Since most state of the art projects mention that lemmatization doesn’t improve the accuracy of the model we decided to go with stemming. for this method we used the Snowball stemmer in spanish.

Code

from nltk.stem import SnowballStemmer
def stemming(df):
    stemmer = SnowballStemmer("spanish")
    stemmed_text = []
    for tweets in df["clean_text"]:
        tweet = tweets.split(" ")
        stemmed_word = ""
        for word in tweet:
            stemmed_word += stemmer.stem(word)+" "
        stemmed_text.append(stemmed_word)
    df["stemmed_text"] = stemmed_text
stemming(df)
df.head(2)

	text	label	clean_text	stemmed_text
0	?? no s si das ms pena t o tu terrible ortogr...	0	?? no s si das ms pena t o tu terrible ortogr...	?? no s si das ms pen t o tu terribl ortograf...
1	Cuando todo se va al infierno, la gente que e...	0	Cuando todo se va al infierno, la gente que e...	cuand tod se va al infierno, la gent que est ...

Training with the stemming data:

Code

def vectorize_stm(df):
    vectorizer = TfidfVectorizer()
    X = vectorizer.fit_transform(df["stemmed_text"])
    X = X.toarray()
    return(X)

X_s = vectorize_stm(df)
X_train, X_test, y_train, y_test = split_data(X_s,df)
model, pred_test = train(X_train, X_test, y_train, y_test)
metrics(model, pred_test, y_test)

ACCURACY CALCULATION
TRAINING SET:
Accuracy: 0.8050847457627118
Number of mislabeled points out of a total 2508 points =  391 

RECALL :
0.798183652875883

After implementing an Snowball stemming technique and looking at the results we found this technique didn’t help our classifier, actually, it slightly decreased from the first accuracy we obtained, with a total of 80.50% which could be related to the lack of accuracy on the R model since we utilized the same technique.

Besides the loss of accuracy it is important to look at the recall value which is 85.81%, in comparisson with the rest of the models, using stemming actually changed the behavior of the model. this might be related to the truncation of the words, we can assume the classifier helps itself to improve its detections through the “subject” information found in verbs or adjectives that might be truncated.

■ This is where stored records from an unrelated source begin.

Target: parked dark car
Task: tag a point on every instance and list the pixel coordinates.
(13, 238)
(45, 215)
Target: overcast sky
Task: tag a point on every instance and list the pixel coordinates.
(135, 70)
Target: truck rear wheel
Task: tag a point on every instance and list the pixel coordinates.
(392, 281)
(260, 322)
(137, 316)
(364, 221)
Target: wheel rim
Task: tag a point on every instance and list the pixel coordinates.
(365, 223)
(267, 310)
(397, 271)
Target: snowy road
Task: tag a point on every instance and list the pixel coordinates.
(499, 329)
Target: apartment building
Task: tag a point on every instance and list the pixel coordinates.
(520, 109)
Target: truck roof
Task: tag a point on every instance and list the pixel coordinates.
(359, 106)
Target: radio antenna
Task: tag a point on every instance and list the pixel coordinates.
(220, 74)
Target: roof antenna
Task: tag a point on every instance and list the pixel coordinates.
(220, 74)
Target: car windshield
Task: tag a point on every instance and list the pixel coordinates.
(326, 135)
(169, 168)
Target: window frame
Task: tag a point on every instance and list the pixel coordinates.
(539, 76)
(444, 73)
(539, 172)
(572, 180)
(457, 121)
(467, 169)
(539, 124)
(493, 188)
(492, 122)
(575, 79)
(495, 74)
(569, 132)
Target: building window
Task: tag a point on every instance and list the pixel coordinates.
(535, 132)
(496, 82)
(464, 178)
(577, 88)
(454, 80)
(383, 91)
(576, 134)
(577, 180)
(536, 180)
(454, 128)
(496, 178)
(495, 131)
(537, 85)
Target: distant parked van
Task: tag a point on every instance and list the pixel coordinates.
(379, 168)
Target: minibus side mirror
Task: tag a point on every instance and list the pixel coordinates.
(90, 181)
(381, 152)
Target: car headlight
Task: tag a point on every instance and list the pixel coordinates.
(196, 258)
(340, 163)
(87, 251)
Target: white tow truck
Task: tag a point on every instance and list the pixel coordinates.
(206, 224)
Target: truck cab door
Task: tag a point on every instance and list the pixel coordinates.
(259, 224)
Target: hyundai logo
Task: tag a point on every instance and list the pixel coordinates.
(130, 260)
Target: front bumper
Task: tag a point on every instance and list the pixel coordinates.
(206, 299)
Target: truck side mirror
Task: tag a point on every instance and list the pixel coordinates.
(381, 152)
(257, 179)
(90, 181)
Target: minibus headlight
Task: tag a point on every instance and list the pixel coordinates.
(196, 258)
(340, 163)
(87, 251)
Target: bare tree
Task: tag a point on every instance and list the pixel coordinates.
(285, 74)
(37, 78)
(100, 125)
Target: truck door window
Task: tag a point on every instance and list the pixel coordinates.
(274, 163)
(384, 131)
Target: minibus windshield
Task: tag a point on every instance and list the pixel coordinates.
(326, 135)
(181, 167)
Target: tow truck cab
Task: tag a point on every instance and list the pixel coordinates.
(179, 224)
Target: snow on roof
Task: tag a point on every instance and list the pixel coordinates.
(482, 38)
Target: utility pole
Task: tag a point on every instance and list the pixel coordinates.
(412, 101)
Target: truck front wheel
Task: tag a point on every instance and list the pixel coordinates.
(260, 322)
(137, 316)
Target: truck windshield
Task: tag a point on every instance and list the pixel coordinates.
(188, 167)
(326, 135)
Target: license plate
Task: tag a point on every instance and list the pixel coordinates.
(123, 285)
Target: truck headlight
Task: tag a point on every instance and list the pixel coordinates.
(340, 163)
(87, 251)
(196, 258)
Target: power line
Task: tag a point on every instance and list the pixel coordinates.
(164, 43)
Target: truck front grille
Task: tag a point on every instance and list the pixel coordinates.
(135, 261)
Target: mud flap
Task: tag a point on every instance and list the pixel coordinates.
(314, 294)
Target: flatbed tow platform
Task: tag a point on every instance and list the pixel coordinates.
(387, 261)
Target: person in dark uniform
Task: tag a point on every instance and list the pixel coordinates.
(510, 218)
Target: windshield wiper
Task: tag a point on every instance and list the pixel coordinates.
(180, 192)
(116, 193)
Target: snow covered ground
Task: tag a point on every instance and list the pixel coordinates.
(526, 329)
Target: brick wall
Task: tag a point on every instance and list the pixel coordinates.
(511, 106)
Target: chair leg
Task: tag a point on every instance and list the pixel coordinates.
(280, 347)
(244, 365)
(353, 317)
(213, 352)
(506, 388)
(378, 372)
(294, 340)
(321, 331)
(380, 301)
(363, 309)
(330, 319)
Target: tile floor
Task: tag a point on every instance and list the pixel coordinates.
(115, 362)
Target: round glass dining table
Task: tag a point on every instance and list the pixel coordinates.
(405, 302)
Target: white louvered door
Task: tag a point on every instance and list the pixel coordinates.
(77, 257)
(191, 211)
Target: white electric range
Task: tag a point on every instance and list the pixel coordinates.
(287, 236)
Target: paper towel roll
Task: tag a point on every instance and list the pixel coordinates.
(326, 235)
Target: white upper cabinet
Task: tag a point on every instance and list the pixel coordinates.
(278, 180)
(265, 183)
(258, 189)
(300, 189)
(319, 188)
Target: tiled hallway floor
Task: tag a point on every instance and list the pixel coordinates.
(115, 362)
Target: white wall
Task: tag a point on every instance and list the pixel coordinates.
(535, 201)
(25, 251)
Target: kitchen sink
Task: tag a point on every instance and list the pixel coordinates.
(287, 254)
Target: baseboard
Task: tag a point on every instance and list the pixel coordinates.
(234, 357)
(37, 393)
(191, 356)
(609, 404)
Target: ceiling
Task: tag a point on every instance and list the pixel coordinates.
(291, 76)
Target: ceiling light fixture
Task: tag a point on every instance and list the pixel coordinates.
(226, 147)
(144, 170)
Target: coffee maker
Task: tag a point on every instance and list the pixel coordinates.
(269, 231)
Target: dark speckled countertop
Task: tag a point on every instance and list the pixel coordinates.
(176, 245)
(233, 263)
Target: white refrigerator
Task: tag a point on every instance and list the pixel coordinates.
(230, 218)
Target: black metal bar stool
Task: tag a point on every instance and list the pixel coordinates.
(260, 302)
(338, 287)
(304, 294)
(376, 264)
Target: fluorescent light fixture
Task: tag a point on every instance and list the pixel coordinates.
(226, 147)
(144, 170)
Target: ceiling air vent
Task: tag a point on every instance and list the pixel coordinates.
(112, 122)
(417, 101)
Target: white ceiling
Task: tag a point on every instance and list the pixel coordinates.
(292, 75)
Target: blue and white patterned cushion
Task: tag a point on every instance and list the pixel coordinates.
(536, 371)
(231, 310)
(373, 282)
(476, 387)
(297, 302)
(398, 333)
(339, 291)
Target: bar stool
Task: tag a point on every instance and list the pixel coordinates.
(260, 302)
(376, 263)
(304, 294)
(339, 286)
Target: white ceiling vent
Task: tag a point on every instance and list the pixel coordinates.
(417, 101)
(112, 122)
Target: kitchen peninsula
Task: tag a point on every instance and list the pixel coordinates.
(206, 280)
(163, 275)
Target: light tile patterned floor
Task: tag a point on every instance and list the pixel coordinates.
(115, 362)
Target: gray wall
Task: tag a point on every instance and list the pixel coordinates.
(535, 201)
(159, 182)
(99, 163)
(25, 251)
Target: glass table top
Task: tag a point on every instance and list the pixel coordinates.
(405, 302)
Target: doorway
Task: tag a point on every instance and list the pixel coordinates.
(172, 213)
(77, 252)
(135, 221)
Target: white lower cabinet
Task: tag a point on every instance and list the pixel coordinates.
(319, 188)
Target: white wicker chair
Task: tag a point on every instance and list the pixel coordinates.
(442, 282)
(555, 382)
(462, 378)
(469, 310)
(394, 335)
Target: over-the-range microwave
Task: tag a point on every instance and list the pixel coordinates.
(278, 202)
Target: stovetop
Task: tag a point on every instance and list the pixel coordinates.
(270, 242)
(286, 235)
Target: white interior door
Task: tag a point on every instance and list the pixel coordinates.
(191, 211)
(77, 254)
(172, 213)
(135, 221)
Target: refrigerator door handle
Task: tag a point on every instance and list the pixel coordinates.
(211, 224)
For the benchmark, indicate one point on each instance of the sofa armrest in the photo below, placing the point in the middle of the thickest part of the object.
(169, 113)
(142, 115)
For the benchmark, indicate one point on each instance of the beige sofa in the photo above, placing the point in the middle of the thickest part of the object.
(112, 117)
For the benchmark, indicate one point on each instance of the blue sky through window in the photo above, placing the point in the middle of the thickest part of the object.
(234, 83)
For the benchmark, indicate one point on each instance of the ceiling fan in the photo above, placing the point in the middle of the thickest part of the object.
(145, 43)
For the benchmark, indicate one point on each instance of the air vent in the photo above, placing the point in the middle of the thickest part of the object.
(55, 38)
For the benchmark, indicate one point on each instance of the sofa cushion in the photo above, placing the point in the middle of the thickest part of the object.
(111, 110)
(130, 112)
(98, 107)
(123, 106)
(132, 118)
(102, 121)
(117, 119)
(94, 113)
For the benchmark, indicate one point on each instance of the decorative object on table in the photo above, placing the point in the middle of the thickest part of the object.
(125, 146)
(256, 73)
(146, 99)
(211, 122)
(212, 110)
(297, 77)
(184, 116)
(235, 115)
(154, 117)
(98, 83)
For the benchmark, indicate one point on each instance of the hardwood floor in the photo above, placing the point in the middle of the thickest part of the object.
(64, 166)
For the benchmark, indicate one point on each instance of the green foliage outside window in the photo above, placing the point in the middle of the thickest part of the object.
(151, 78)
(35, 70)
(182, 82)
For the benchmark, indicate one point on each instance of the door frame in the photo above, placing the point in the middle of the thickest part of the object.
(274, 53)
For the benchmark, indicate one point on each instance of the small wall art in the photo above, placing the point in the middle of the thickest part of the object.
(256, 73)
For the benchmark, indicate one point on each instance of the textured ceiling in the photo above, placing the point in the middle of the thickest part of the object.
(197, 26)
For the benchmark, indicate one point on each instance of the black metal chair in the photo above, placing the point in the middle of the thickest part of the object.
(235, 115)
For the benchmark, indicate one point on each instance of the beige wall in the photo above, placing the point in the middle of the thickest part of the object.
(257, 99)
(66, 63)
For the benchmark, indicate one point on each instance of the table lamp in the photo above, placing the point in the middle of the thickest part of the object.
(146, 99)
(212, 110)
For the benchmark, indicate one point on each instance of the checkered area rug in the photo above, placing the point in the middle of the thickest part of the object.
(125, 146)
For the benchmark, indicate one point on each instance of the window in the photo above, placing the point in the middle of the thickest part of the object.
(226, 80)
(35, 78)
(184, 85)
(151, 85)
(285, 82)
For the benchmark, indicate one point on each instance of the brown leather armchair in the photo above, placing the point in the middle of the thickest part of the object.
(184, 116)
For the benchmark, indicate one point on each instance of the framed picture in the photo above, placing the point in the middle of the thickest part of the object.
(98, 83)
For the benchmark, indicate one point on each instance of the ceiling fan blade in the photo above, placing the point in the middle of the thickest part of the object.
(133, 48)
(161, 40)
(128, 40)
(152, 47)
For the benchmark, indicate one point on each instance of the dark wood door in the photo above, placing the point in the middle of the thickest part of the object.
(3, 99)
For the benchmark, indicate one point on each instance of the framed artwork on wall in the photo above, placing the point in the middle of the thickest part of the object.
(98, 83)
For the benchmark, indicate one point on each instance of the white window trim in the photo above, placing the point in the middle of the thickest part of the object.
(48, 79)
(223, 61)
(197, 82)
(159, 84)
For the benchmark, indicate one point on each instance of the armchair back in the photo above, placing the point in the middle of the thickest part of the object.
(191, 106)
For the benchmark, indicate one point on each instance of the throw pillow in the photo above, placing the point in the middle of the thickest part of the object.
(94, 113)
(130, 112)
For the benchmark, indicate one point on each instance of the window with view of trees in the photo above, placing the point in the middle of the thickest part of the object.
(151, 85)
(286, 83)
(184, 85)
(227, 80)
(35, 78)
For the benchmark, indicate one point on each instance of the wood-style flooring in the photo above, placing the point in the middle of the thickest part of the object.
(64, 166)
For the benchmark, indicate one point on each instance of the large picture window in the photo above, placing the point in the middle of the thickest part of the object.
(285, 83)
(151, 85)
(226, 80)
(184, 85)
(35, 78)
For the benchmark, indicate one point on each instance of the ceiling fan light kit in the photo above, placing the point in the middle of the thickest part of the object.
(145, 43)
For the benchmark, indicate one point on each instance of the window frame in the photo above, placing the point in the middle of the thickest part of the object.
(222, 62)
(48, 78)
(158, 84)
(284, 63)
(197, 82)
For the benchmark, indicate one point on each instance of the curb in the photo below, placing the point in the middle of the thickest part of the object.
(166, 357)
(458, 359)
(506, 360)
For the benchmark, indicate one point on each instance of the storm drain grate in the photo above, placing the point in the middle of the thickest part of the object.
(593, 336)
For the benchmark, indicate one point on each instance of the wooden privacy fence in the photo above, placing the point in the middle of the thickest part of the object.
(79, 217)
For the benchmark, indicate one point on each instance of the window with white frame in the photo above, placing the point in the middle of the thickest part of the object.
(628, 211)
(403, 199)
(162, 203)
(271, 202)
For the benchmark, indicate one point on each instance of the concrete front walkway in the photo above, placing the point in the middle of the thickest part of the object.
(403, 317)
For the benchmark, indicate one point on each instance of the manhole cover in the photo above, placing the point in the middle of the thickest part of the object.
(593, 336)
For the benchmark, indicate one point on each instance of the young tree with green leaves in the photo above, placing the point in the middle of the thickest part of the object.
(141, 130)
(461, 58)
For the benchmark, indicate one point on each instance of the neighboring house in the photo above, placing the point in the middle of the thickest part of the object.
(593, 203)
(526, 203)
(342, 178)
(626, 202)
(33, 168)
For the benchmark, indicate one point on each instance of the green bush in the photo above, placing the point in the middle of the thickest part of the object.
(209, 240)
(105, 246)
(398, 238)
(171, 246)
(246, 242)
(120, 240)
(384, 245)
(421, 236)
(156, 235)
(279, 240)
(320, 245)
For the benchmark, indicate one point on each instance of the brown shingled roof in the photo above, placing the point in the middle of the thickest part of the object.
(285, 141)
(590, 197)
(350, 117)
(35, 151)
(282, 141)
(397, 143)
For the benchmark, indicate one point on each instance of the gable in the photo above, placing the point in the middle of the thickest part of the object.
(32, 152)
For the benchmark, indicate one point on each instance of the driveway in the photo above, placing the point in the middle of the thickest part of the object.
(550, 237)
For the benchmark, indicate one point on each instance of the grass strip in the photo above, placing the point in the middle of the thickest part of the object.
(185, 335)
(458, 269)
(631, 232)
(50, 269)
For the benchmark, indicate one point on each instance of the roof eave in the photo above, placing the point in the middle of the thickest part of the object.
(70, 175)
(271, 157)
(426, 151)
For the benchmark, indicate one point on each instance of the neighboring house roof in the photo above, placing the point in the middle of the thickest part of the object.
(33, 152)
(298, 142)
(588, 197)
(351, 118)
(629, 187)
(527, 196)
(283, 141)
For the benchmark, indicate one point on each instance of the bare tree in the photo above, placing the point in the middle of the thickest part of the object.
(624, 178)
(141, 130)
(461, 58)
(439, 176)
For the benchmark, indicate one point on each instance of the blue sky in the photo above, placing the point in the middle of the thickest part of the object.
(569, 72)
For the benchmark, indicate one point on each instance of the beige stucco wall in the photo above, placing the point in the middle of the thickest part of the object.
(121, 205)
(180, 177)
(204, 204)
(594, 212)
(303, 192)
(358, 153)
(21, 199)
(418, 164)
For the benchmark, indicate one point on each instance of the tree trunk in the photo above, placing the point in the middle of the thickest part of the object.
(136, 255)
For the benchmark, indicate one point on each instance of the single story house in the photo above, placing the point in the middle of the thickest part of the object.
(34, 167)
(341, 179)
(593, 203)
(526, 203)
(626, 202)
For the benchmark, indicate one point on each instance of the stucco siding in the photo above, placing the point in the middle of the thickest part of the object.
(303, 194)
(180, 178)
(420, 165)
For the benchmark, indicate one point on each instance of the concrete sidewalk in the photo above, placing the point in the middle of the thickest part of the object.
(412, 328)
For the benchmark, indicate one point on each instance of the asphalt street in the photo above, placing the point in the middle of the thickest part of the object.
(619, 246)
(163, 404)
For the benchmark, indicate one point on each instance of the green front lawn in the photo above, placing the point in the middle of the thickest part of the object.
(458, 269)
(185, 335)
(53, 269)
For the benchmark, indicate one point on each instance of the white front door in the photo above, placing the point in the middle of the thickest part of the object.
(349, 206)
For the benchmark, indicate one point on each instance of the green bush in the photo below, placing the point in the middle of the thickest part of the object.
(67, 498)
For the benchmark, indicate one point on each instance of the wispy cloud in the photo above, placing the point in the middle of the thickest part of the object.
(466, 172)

Finally, we also wanted to have a clear idea of the model without the bias of the testing set selection, for this the learning curve was plotted to analyze how accuracy increases or decreases depending on the data is testing on. For this we utilized the cross-validation technique to test with our whole dataset.

Code

import numpy as np
import matplotlib.pyplot as plt
from sklearn import datasets
from sklearn.model_selection import learning_curve

train_sizes, train_scores, test_scores = learning_curve(MultinomialNB(
), X_train, y_train, cv=2, scoring='accuracy', n_jobs=-1, train_sizes=np.linspace(0.01, 1.0, 50))

train_mean = np.mean(train_scores, axis=1)
train_std = np.std(train_scores, axis=1)

test_mean = np.mean(test_scores, axis=1)
test_std = np.std(test_scores, axis=1)

plt.subplots(1, figsize=(8, 8))
plt.plot(train_sizes, train_mean, '--',color="#111111",  label="Training score")
plt.plot(train_sizes, test_mean, color="#111111",label="Cross-validation score")

plt.fill_between(train_sizes, train_mean - train_std,
                 train_mean + train_std, color="#DDDDDD")
plt.fill_between(train_sizes, test_mean - test_std,
                 test_mean + test_std, color="#DDDDDD")

plt.title("Learning Curve")
plt.xlabel("Training Set Size"), plt.ylabel(
    "Accuracy Score"), plt.legend(loc="best")
plt.tight_layout()
plt.show()

From the learning curve we can see how the accuracy improves with the increase of data on the training set, and it maintains around 2,500 texts entries. it is also important to see that wth a fix data set the accuracy is pretty high but the accuracy wth cross-validation after 4,000 tweets gets closer into the same space, thus we can considered our model is not biased by the testing set split.